I also think Amy Best painted an accurate picture of the process it takes to get ready for prom. Just like in the readings, boutiques and stores in my area would not let 2 girls from the same school purchase the same dress. It was such a hassle- limousines were standard, you had to have your nails done, hair done, spray tan, gorgeous dress and stunning shoes, or you were pitied. Also, there is so much pressure about who your date is, what party you’re going to before and after, how much everything cost, how skinny or fat you look. It really was almost unbearable. I know I watched what I ate for several weeks before prom, and my senior prom dress cost $230. I absolutely believe the statistic given that the average cost of prom is $500, and I have seen many girls whose family could not afford that kind of expense sacrifice and spend money they did not have in order to rise to the pressures of prom and its expectations. It is not so much a celebration of almost being done with senior year, but more a contest of who can look the best and flaunt the most affluence.

In the on-line book about proms and schools, I thought it was very interesting that Kehily pointed out that in sex education classes there is so much that is taught on how to be cautious, watch for STDs, practice safe sex, etc, but nothing about the emotionality of relationships, or as she points out, the vulnerability young girls feel. I think a lot of problems could be solved if there was an open discourse about the emotions young people go through in their first few relationships. If girls could talk about the pressures they feel, then perhaps those pressures could be dealt with more effectively, and girls could be stronger and more confident when making decisions. The same goes for young men- perhaps young people as a whole could better understand how their behaviors, fears, hopes, and expectations effect one another if it were a mandatory part of the sex education curriculum to discuss the emotional aspects of relationships.
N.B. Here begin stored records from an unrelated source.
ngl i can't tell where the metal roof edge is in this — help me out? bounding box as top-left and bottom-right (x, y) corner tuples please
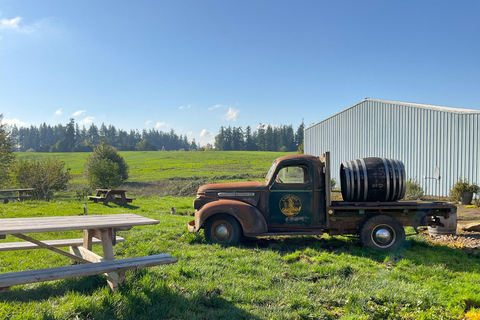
(305, 98), (480, 130)
(305, 98), (368, 130)
(367, 98), (480, 114)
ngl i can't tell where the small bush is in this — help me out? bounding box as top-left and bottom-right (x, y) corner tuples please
(72, 185), (93, 200)
(405, 179), (424, 200)
(449, 178), (480, 204)
(331, 178), (336, 189)
(10, 158), (71, 200)
(84, 142), (129, 189)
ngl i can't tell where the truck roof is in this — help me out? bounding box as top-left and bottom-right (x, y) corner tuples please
(274, 154), (320, 164)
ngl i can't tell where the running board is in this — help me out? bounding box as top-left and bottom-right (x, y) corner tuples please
(247, 230), (323, 236)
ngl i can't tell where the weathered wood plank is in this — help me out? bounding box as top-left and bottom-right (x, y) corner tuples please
(0, 254), (178, 288)
(0, 214), (159, 235)
(70, 246), (104, 262)
(0, 236), (125, 251)
(12, 234), (91, 264)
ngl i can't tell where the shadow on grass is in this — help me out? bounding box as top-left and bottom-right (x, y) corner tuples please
(0, 276), (106, 302)
(104, 203), (140, 210)
(0, 272), (260, 320)
(241, 234), (480, 272)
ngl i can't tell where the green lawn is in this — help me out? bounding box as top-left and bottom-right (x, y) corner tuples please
(2, 151), (480, 319)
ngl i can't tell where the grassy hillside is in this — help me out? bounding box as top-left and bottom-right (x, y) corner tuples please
(2, 151), (480, 319)
(16, 151), (289, 181)
(16, 151), (292, 197)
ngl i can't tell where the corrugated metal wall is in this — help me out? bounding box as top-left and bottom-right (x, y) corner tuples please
(305, 99), (480, 197)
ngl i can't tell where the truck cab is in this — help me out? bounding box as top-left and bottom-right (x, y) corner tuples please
(188, 153), (456, 250)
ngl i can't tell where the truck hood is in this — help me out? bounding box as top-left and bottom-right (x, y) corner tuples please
(198, 181), (268, 193)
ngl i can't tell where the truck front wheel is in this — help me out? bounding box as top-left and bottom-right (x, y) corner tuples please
(360, 215), (405, 250)
(204, 214), (242, 245)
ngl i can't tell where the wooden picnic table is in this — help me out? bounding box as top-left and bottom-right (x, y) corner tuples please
(0, 188), (34, 203)
(0, 214), (178, 292)
(88, 189), (133, 205)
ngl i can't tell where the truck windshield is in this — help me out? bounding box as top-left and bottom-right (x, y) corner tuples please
(265, 161), (276, 181)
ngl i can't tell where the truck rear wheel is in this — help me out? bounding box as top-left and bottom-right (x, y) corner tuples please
(204, 214), (242, 245)
(360, 215), (405, 250)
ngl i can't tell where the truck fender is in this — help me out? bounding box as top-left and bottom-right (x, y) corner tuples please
(195, 199), (268, 235)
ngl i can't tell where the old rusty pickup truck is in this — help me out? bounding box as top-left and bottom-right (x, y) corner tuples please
(188, 152), (456, 250)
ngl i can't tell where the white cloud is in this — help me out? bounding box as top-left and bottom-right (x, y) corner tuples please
(145, 120), (153, 125)
(79, 117), (95, 125)
(155, 122), (169, 128)
(73, 110), (86, 117)
(222, 107), (240, 121)
(200, 129), (212, 137)
(179, 104), (191, 110)
(3, 118), (27, 126)
(209, 104), (224, 110)
(55, 108), (62, 115)
(0, 17), (21, 30)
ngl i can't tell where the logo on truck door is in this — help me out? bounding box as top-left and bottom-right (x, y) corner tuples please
(279, 194), (302, 216)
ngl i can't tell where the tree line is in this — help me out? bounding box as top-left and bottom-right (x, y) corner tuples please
(10, 119), (198, 152)
(8, 118), (304, 153)
(214, 123), (304, 152)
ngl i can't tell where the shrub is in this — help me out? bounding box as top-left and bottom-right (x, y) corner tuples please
(84, 142), (129, 189)
(449, 178), (480, 204)
(405, 179), (424, 200)
(331, 178), (337, 189)
(72, 184), (93, 200)
(10, 158), (71, 200)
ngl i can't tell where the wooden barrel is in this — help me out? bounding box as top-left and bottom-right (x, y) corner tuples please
(427, 213), (457, 235)
(340, 157), (406, 202)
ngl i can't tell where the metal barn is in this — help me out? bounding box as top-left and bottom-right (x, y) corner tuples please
(304, 98), (480, 197)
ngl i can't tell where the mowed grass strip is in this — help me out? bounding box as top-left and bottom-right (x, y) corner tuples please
(1, 198), (480, 319)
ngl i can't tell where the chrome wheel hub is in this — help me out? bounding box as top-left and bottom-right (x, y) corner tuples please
(371, 224), (396, 248)
(374, 228), (392, 244)
(214, 224), (230, 240)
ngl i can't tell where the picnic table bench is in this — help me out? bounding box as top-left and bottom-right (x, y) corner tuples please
(0, 214), (178, 292)
(88, 189), (134, 205)
(0, 188), (34, 203)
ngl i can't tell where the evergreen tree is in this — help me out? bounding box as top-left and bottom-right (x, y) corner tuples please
(295, 121), (305, 149)
(84, 142), (129, 189)
(0, 114), (15, 187)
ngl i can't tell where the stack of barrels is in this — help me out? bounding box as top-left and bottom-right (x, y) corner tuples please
(340, 157), (406, 202)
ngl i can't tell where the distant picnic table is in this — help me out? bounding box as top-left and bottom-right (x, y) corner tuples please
(0, 188), (34, 203)
(88, 189), (133, 205)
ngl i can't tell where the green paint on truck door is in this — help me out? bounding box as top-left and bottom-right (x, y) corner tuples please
(268, 165), (314, 227)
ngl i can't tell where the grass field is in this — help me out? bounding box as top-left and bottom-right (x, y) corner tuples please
(16, 151), (288, 182)
(2, 151), (480, 319)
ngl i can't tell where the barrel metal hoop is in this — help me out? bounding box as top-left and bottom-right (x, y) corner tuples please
(348, 161), (355, 201)
(382, 158), (391, 202)
(398, 161), (406, 199)
(353, 159), (361, 201)
(390, 159), (397, 201)
(359, 158), (368, 201)
(342, 162), (351, 201)
(393, 160), (403, 200)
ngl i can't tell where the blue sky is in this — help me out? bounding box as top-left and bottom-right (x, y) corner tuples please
(1, 1), (479, 146)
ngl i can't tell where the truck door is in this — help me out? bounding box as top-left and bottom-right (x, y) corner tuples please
(268, 164), (314, 227)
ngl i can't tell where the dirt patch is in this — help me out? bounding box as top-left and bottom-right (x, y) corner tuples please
(424, 204), (480, 252)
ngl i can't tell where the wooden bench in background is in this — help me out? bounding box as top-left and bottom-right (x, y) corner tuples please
(88, 189), (134, 205)
(0, 188), (34, 204)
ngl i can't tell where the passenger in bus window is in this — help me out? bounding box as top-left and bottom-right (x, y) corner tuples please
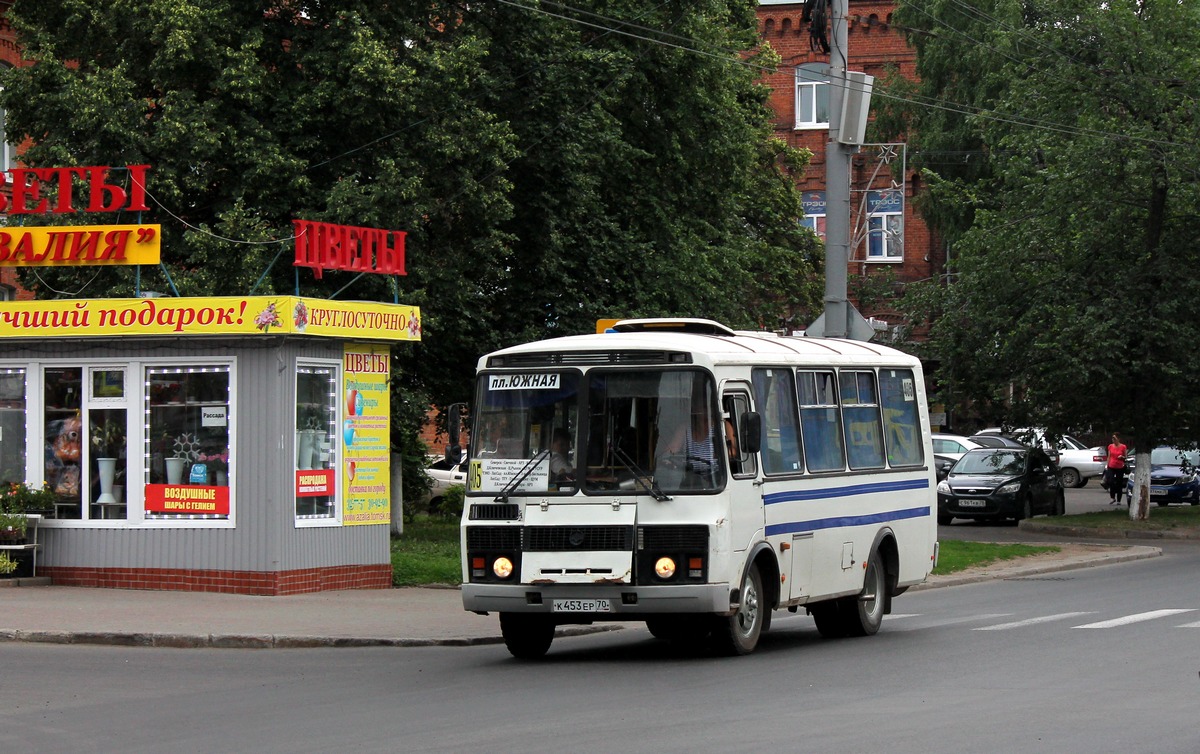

I was so inspired by “Have Cycle, Will Study”! It seems such a simple solution- give bikes to women who live too far away from high school to continue their education. I was a little confused when I read that the families were asked for a deposit, but it also makes sense because it causes the families to be responsible with the bikes and gives girls an incentive to finish class 10. I am so pleased that something as uncomplicated as a bike is helping to fight illiteracy in these villages. It makes me want to donate my bike to them!
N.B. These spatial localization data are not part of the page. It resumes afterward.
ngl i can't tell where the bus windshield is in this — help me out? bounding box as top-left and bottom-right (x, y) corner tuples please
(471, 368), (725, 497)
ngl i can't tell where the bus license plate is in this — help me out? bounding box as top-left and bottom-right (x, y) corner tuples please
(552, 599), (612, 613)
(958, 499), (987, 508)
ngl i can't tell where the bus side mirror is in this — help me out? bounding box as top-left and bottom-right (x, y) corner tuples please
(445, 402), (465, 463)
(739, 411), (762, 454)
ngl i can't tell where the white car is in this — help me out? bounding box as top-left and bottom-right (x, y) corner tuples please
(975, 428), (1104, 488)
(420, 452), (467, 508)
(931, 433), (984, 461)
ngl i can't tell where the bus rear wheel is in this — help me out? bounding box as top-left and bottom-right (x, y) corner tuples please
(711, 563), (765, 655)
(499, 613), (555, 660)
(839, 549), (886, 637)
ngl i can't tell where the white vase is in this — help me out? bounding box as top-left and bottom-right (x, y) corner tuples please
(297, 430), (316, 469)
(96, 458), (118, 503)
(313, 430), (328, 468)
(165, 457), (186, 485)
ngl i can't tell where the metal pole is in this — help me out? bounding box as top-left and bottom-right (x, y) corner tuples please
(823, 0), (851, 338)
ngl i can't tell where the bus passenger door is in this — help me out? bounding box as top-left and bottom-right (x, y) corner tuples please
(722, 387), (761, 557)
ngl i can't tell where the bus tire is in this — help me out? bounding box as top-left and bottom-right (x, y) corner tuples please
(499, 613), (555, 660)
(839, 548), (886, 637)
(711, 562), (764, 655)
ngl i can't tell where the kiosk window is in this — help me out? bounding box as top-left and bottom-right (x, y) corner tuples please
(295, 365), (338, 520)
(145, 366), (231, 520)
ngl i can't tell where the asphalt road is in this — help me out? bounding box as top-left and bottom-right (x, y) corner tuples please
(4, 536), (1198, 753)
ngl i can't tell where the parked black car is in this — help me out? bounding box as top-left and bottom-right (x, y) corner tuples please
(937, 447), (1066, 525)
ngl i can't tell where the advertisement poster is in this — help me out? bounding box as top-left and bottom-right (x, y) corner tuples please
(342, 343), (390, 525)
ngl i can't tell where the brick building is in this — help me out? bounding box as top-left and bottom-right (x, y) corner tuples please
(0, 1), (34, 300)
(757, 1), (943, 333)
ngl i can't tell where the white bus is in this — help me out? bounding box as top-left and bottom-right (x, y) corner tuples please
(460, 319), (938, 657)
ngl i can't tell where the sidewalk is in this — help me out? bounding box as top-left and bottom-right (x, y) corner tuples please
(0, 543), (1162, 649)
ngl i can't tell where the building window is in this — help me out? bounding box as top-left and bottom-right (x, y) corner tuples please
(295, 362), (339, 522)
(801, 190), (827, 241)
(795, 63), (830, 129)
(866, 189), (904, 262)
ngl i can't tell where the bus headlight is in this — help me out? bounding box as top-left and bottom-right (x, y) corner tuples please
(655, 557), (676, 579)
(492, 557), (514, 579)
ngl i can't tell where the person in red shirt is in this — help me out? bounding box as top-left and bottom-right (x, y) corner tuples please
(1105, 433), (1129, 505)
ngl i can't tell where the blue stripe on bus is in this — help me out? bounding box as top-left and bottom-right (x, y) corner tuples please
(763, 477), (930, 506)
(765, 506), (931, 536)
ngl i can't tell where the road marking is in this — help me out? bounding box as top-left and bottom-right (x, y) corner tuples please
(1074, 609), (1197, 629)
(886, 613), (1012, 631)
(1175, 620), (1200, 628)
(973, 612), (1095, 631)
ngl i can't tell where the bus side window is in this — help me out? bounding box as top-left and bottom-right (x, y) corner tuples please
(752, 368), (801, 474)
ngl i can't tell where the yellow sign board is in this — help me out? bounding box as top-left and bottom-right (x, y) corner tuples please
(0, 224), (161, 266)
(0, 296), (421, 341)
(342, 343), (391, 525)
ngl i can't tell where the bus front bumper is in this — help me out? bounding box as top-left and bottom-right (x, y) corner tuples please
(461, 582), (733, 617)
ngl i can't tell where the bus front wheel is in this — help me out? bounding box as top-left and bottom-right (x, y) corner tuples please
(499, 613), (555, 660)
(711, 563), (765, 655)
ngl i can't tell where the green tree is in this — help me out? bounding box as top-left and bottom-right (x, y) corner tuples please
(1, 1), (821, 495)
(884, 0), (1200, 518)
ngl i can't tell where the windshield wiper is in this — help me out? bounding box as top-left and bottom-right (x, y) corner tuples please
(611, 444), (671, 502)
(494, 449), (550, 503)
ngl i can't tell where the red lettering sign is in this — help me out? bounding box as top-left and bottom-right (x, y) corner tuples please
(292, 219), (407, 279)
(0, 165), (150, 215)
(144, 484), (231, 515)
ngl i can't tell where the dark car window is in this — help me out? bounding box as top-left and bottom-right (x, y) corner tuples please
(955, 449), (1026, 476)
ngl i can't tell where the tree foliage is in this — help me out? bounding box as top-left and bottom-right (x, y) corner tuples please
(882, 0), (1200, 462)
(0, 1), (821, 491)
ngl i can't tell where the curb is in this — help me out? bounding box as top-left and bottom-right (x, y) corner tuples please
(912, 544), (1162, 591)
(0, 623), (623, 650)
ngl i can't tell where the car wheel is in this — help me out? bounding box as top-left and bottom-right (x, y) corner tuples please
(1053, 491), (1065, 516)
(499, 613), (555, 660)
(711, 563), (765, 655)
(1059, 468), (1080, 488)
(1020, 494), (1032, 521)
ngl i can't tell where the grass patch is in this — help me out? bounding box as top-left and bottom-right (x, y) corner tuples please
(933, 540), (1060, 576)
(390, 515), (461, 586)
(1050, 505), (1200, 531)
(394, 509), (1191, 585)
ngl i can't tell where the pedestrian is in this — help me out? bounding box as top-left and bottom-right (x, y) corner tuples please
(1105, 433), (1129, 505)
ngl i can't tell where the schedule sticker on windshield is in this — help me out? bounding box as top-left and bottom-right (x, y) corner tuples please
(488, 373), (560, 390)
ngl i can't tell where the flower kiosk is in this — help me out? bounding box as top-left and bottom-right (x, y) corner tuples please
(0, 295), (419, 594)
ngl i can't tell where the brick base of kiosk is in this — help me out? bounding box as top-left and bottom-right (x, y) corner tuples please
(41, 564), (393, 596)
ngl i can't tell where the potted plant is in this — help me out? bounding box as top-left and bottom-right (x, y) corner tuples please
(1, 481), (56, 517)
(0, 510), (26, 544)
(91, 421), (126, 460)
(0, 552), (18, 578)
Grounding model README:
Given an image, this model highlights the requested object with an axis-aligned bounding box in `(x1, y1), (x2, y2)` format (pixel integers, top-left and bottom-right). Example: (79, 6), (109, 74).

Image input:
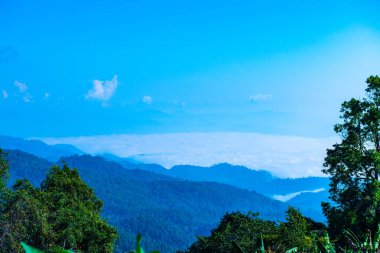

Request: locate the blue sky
(1, 0), (380, 176)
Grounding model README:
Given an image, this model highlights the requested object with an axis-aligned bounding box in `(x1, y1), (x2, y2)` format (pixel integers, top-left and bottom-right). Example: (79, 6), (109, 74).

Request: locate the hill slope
(286, 190), (330, 222)
(113, 161), (329, 196)
(5, 150), (288, 252)
(110, 160), (330, 222)
(4, 149), (53, 186)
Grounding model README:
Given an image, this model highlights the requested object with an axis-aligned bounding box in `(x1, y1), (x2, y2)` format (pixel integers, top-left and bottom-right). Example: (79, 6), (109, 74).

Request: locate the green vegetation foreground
(0, 151), (117, 253)
(322, 75), (380, 245)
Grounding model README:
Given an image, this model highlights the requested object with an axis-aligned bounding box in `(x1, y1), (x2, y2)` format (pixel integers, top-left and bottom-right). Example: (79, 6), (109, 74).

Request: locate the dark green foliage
(189, 207), (324, 253)
(0, 149), (10, 202)
(322, 75), (380, 244)
(40, 165), (117, 252)
(0, 152), (117, 253)
(0, 179), (47, 252)
(189, 212), (280, 253)
(316, 232), (335, 253)
(279, 207), (312, 251)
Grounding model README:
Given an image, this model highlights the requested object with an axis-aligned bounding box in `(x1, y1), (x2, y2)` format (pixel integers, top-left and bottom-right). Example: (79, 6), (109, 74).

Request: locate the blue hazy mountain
(4, 149), (289, 252)
(1, 135), (329, 222)
(0, 135), (83, 161)
(286, 190), (330, 220)
(110, 159), (330, 221)
(112, 159), (329, 196)
(4, 149), (54, 186)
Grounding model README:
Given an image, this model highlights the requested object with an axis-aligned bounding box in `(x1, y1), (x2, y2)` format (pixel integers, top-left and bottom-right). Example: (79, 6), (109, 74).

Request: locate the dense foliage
(189, 207), (325, 253)
(322, 75), (380, 244)
(0, 150), (117, 253)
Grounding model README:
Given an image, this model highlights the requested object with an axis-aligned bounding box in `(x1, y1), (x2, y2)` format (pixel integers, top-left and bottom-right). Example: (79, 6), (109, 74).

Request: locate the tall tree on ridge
(323, 75), (380, 242)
In Red, I felt like I could really relate to the girls’ stories. The desire to want to be popular, what it’s like when you’re not part of the “cool” kids’ group, etc. I really liked Laura Lowe’s story, because she rose above being ridiculed by her classmates Christopher and Alisandra, and knew the value of her education. I also identified with her need to do something physical to get out her teen angst, I played a lot of sports in high school and I think that really helped with giving me an outlet for my emotions. I found some of the stories eye opening, discussing the different atmospheres and learning conditions between public and private schools, how they can get off or on track with school based on the encouragement of teachers or drama in their social life. Let me know if anyone else feels this way, but I don’t envy these girls. I say that because I remember how hard it was to be in the middle of growing up, as a girl, as a teenager, with a changing body, changing friends, changing future, to face the unknown. It was terribly scary and I am so glad I do not have to repeat some of the things of my girlhood. I know I’ll always continue to change, but I’m glad that most of the hard-learned lessons are over with. Props to these girls- they rule.

Comments

Jo-Anne said…
I am so with you on being glad that those years are behind me. I really believe that a lot of young people do turn to drugs, alcohol, and other behaviors because they want so deperately to fit in somewhere. If they do not have a good foundation at home, they will find it somewhere else. Because I did not go to the prom, I cannot comment on pushing it to the limit, but I did get involved with other behaviors in school. I can tell you that pushing the limits was an everyday occurence but we got away with it.Too many students to worry about what some of them were doing. Maybe we just wanted someone to pay attention.